When I first heard about the protests sweeping across Egypt, it all seemed surreal. I received the news from the TV set and from my family in Egypt, who are what I call “armchair revolutionaries,” watching the uprising from the safety of their living rooms.    

I arrived to an Egypt in turmoil, just days before the ouster of Mubarak. Through friends in the media, who run the production company Birthmark Films, I was introduced to Heba Afify, a pioneering young journalist. I was moved by Heba’s complete commitment to her work and her courage. Here is someone so very young, putting her own life at risk, facing tear gas and police batons, to report the news.  
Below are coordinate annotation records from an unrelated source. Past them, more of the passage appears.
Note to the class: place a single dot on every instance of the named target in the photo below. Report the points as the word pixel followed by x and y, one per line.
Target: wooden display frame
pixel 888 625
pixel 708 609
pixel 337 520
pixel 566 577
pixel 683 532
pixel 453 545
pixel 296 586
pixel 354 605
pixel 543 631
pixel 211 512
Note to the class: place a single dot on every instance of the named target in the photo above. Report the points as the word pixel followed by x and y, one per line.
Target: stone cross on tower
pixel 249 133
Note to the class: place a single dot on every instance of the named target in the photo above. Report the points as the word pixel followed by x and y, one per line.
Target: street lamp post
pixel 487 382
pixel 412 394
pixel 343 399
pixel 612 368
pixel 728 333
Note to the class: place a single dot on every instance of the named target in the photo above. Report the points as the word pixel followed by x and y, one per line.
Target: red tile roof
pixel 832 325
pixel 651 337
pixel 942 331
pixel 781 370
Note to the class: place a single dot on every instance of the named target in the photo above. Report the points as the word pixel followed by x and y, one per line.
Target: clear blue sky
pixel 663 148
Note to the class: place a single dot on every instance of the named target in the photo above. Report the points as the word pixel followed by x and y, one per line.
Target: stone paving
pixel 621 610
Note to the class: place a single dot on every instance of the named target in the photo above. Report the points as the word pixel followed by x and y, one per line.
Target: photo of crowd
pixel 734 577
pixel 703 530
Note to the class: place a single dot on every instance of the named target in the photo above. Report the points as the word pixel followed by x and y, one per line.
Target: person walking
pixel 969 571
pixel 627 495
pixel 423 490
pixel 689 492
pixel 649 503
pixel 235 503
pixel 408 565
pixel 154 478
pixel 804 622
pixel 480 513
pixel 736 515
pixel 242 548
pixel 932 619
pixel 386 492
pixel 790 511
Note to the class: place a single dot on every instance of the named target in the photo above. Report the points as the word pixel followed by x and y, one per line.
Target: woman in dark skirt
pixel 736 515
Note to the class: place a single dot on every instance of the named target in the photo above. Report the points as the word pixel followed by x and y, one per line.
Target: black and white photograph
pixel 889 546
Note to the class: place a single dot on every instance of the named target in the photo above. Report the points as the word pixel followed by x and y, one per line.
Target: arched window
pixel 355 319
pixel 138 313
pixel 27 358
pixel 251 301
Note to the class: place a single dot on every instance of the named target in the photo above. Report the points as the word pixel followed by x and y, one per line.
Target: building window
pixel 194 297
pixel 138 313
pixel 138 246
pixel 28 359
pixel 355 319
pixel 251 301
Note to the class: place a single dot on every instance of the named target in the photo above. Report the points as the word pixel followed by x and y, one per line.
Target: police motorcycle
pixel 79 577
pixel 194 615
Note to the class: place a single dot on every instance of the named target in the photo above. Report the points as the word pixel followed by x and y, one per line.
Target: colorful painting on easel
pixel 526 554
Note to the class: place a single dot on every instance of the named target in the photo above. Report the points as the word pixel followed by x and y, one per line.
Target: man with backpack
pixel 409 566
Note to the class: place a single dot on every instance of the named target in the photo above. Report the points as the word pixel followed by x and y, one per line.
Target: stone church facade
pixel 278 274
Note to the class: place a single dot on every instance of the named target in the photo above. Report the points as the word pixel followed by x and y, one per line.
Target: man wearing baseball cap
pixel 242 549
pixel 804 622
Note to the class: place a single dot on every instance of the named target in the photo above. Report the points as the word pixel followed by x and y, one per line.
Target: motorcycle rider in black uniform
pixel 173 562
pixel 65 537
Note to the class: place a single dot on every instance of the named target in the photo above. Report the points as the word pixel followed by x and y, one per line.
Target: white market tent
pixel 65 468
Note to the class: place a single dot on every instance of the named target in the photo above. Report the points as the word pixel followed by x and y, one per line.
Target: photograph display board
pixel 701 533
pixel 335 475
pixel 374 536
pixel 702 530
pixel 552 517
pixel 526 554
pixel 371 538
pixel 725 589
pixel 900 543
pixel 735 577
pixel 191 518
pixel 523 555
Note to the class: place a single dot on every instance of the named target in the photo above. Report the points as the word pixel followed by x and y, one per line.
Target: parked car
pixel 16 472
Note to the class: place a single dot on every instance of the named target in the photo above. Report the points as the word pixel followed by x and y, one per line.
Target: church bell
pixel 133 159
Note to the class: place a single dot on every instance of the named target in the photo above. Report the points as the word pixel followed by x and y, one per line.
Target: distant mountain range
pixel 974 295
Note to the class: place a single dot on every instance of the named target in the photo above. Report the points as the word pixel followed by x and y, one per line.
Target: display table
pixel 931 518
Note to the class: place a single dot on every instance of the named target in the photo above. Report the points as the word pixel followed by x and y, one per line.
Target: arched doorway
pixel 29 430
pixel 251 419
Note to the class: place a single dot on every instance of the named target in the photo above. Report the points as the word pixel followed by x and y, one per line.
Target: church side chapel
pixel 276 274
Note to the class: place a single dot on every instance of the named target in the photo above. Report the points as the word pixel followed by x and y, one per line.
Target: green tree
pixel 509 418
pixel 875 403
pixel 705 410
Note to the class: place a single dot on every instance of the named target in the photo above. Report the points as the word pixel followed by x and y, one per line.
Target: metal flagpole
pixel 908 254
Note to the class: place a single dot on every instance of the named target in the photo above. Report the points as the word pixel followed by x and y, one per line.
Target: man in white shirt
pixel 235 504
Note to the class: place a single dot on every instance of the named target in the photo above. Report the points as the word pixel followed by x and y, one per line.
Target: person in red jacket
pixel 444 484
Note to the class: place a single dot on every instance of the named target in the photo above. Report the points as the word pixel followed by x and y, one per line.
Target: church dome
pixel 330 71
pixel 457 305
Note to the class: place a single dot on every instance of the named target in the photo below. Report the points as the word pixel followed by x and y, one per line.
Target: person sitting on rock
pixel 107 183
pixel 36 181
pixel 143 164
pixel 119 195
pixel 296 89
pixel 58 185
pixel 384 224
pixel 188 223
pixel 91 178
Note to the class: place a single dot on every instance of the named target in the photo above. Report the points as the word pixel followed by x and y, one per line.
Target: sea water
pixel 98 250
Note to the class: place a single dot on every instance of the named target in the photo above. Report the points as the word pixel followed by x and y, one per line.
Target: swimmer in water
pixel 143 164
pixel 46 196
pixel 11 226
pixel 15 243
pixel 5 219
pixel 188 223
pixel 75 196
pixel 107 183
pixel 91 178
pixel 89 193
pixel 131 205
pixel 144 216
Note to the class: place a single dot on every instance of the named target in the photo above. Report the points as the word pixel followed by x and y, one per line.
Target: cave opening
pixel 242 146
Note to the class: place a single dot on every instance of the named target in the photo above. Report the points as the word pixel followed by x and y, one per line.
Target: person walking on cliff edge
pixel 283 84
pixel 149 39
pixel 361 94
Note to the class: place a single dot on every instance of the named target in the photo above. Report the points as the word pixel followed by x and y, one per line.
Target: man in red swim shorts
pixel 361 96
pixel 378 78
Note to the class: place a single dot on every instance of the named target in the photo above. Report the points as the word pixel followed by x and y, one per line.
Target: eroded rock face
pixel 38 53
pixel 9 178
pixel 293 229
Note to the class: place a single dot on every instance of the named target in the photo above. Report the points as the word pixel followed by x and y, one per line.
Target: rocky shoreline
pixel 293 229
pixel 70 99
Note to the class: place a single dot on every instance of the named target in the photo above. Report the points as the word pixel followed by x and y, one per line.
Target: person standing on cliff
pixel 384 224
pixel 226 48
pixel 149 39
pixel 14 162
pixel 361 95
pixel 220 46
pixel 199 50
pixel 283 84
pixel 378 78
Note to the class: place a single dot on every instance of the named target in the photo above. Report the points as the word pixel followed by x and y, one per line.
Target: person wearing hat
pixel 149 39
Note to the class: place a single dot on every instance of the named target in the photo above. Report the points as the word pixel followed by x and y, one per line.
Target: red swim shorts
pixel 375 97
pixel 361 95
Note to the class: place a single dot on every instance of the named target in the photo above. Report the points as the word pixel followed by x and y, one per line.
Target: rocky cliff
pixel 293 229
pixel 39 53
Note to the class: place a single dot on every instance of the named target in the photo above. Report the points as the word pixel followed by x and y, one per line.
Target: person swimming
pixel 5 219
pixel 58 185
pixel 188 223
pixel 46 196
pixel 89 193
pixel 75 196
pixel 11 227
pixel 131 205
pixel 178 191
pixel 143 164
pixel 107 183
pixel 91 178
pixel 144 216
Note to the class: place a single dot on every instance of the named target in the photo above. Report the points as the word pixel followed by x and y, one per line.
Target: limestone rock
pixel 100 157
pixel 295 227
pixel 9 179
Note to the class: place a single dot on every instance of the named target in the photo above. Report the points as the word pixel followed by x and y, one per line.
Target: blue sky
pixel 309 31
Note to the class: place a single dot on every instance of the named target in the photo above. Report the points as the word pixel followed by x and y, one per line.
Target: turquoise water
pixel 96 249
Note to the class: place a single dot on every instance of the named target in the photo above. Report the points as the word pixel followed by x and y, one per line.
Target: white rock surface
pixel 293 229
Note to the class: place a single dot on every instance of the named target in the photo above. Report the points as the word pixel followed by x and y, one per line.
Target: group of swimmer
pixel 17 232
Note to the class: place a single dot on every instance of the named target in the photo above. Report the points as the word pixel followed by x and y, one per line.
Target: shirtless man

Generations of Egyptians had lived under the repressive rule of Hosni Mubarak. His highly secretive police force, known as State Security, would use brutality and threats to effectively crush the formation of any opposing or alternative political party. The Western world stood by the leader almost to the end, despite the fact that the despot had held his country in a menacingly tight grip for some 30 years.  

18 days after the first protestors had gathered in the Cairo’s Tahrir Square, Mubarak, the “father of Egypt” resigned from office. It was the capstone of what became known as the Arab Spring, inspiring demonstrators in Libya, Syria and elsewhere and captivating the world’s attention.  

Amid the euphoria of Mubarak’s departure, Egyptian people started to wonder, what would democracy look like in Egypt? Everyone seemed to have a vision of a democracy but there was no roadmap for the difficult transition. Moreover, who would lead? The protestors? They were mostly young, with little or no prior experience in civic engagement, governance and activism, yet they risked all to fight for dignity and human rights, and toppled a dictator. The Army? The Army had a long history of being respected and revered by the Egyptian public. During the protests the Army had showed their solidarity and support of the Revolution. Everyone was shocked that in the weeks that followed, the Army did a complete about-face. Instead of clearing a path toward democratic government, they started to implement the same draconic rule that Mubarak had employed in order to silence critics and opposition. There were even rumors that the former military chiefs would install a new figurehead and a permanent ruling junta.  

In the paternalistic culture of Egypt, “the father” Mubarak was synonymous with the government. For generations, he was an authority figure to be feared and obeyed. The Egyptians, unaccustomed to being “leaderless,” were unsure how to carry on and what would happen next. No one expected change to take so long. Heba explains, “There’s fear, anxiety and hope. Just the enormity of not knowing where this Revolution is going to lead to.”   

But in the midst of all this turmoil and confusion, I witnessed a change in the country’s psyche. The discussion was no longer about the ruler and the ruled — two distinct and oppositional forces. The spirit moving the country, and propelling it forward, was the idea of individual, participatory democracy. In Tahrir Square, I was hearing chants like “Raise you head up high, you’re Egyptian” and  "I won't cheat, I won't lie, I won't double park in the New Egypt." These words were striking in that they are a personal pledge of action. To make this distinction, to create a role for themselves that went beyond the idea of  “the ruled,” was bold thinking.  

Like other Egyptian youth, Heba started to think about authority in a radically different way and made her own personal pledges of change. Her traditional mother, while proud of her daughter’s career as a journalist, doesn’t want Heba to stay out late or put herself in harm’s way. But for Heba, during the Revolution, all the rules were broken.  “My mother needs to understand that the rules that were broken during the Revolution will remain broken” she claims. Whether it is a cultural clash with her family, or a news article that expresses the courage of her convictions, Heba asserts herself as a modern Egyptian woman who will help her fellow country-men and –women define their own democracy.  

Egyptians will lead the change and therefore, they will lead. I came to understand that change requires an ongoing commitment and a kind of vigilance. Always asking oneself, how can I take responsibility for my country? What can I contribute personally? How do I get politically involved? How do I get others to get out of their armchair? I filmed as Egyptians were lining up to cast their ballot in Egypt’s very first free vote. And yes, even my aunts and uncle got out of their armchairs to cast to their vote.  

The Revolution opened a new world of activity, imagination and possibility in Egypt. And despite the cultural, linguistic and societal differences and miles that separate Egypt and the United States, there is at least one truth in organizing: people know when there is no struggle, there is no progress. So, whether the rallying cry is, "Out with Mubarak" or "We are the 99 percent," people don't need to read headlines or stare at bar graphs to know that the first step in making the country better for themselves, is to “lead themselves.” And this is the story that Heba and her colleagues will continue writing.